Ransomware and other cyberattacks are a consistent threat to businesses. Some buy cyberattack insurance in order to share that risk. But others do not. The question posed by this case is whether those others may be covered by other kinds of insurance. Continental issued a CGL to G&G that included commercial crime coverage. That coverage specifically stated that it would cover
loss of or damages to “money”, “securities” and “other property” resulting directly from the use of any computer to fraudulently cause a transfer of that property from inside the “premises” or “banking premises”: a. To a person (other than a “messenger”) outside those “premises”; or b. To a place outside those “premises”.
During the policy period, G&G discovered that it was the victim of a ransomware attack, making its computer network useless until G&G paid the attacker ransom to unlock its systems. G&G ultimately paid over $34,000 to unlock its systems.
G&G submitted this claim to Continental under its commercial crime coverage. Continental denied G&G’s claim, because (1) G&G had not purchased the optional “Computer Virus and Hacking Coverage” and (2) G&G’s losses did not result directly from the use of a computer to fraudulently cause a transfer of G&G’s funds.
G&G sued, and both parties moved for summary judgment. The trial court granted Continental’s motion, and G&G appealed.
G&G argued that the ransomware attack was a form of computer fraud and, therefore, fell within the commercial crime coverage. But the Court disagreed:
As the term is commonly understood and defined, fraud is the “intentional perversion of truth in order to induce another to part with something of value or to surrender a legal right.” … Here, the hijacker did not use a computer to fraudulently cause G&G to purchase Bitcoin to pay as ransom. The hijacker did not pervert the truth or engage in deception in order to induce G&G to purchase the Bitcoin. Although the hijacker’s actions were illegal, there was no deception involved in the hijacker’s demands for ransom in exchange for restoring G&G’s access to its computers.
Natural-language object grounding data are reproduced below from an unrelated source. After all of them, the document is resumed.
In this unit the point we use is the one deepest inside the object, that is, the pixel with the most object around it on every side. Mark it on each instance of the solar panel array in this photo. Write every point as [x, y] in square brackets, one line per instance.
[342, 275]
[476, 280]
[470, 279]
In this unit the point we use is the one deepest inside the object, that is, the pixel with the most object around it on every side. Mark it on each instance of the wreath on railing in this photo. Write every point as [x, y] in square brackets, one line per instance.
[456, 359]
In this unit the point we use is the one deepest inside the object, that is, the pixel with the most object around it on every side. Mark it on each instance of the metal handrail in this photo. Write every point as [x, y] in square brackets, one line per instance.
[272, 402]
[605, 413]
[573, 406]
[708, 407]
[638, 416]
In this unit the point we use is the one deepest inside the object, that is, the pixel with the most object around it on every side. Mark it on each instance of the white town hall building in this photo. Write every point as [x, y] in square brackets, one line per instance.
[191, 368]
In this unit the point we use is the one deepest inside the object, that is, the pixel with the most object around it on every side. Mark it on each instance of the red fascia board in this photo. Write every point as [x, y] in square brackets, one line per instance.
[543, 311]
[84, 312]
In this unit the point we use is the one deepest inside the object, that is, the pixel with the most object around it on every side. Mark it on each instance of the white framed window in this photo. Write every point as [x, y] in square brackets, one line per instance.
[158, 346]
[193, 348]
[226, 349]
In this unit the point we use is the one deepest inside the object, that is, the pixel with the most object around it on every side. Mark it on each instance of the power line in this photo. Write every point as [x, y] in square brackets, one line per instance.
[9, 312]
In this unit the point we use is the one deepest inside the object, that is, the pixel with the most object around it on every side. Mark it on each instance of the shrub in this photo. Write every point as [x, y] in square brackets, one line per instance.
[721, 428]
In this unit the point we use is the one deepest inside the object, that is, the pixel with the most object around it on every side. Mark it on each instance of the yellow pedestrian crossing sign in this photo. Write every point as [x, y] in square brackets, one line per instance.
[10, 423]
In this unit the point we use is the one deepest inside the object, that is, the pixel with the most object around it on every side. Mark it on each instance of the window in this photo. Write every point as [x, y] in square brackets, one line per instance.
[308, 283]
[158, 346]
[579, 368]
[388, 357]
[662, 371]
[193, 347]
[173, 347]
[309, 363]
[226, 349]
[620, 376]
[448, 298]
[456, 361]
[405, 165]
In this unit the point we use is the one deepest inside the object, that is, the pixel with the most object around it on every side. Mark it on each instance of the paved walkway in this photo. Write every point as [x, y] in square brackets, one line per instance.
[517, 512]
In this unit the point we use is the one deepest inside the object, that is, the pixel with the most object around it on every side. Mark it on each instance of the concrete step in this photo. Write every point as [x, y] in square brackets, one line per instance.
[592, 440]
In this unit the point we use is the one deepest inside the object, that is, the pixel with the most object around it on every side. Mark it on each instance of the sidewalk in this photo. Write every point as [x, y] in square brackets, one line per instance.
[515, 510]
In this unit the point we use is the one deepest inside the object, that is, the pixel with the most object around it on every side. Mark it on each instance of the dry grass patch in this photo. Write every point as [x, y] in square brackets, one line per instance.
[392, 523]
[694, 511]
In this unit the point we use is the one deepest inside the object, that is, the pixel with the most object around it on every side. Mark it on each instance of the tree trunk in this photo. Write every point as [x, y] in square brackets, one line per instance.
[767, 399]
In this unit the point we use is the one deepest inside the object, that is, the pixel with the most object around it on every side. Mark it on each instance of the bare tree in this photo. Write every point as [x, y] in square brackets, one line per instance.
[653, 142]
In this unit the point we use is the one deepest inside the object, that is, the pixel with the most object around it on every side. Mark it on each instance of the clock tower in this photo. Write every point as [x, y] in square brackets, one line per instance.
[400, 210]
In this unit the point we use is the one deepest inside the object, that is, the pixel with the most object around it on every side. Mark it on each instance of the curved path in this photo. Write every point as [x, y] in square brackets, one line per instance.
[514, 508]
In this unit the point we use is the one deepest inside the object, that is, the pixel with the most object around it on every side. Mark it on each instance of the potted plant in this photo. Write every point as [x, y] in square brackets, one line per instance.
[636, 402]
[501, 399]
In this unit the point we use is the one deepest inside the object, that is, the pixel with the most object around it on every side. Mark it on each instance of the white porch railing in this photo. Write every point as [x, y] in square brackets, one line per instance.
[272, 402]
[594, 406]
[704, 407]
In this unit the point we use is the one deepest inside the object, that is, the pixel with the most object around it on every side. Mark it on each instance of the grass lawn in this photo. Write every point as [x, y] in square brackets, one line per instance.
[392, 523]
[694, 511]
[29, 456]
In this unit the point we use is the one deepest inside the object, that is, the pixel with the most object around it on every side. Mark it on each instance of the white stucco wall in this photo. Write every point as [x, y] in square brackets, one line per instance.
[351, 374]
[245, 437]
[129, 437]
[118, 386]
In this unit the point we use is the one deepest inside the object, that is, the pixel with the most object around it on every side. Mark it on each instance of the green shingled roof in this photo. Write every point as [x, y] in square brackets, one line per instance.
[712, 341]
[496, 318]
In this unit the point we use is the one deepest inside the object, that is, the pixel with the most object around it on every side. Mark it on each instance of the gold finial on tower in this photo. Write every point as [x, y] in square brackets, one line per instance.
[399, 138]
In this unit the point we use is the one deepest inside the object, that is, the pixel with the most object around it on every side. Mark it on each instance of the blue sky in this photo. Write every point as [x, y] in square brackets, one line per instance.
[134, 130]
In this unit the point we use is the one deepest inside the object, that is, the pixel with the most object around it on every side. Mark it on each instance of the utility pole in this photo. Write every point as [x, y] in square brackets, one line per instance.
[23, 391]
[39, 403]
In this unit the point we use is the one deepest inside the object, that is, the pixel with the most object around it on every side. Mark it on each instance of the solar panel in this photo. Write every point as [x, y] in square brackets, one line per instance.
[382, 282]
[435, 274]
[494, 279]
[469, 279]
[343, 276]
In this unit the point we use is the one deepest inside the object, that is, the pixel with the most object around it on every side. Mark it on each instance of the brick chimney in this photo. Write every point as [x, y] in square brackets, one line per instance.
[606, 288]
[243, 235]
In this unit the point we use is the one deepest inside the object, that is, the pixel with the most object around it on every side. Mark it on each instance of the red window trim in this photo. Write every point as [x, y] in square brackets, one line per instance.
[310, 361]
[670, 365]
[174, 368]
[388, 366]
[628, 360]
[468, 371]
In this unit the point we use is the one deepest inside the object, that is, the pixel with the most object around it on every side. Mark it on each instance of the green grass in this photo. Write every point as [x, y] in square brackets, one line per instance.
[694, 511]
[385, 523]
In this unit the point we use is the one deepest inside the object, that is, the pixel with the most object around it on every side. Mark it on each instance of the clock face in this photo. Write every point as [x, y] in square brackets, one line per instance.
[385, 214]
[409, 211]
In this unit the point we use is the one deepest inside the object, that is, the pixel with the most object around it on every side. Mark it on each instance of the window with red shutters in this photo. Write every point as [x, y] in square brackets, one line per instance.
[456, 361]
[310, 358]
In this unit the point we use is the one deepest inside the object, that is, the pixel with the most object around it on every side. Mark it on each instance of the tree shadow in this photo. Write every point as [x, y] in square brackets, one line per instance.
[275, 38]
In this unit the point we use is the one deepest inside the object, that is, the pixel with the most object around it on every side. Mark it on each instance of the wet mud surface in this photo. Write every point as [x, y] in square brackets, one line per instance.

Since there was no “fraud,” it did not matter whether G&G’s loss was “directly” caused by the use of a computer—it fell outside the scope of coverage. G&G, it turns out, should have bought that computer hacking coverage after all.
1. CGL policies that cover losses through the fraudulent use of a company’s computers do not cover the company’s losses from ransomware attacks.
2. If presented with the opportunity to buy cybersecurity insurance, you should strongly consider it.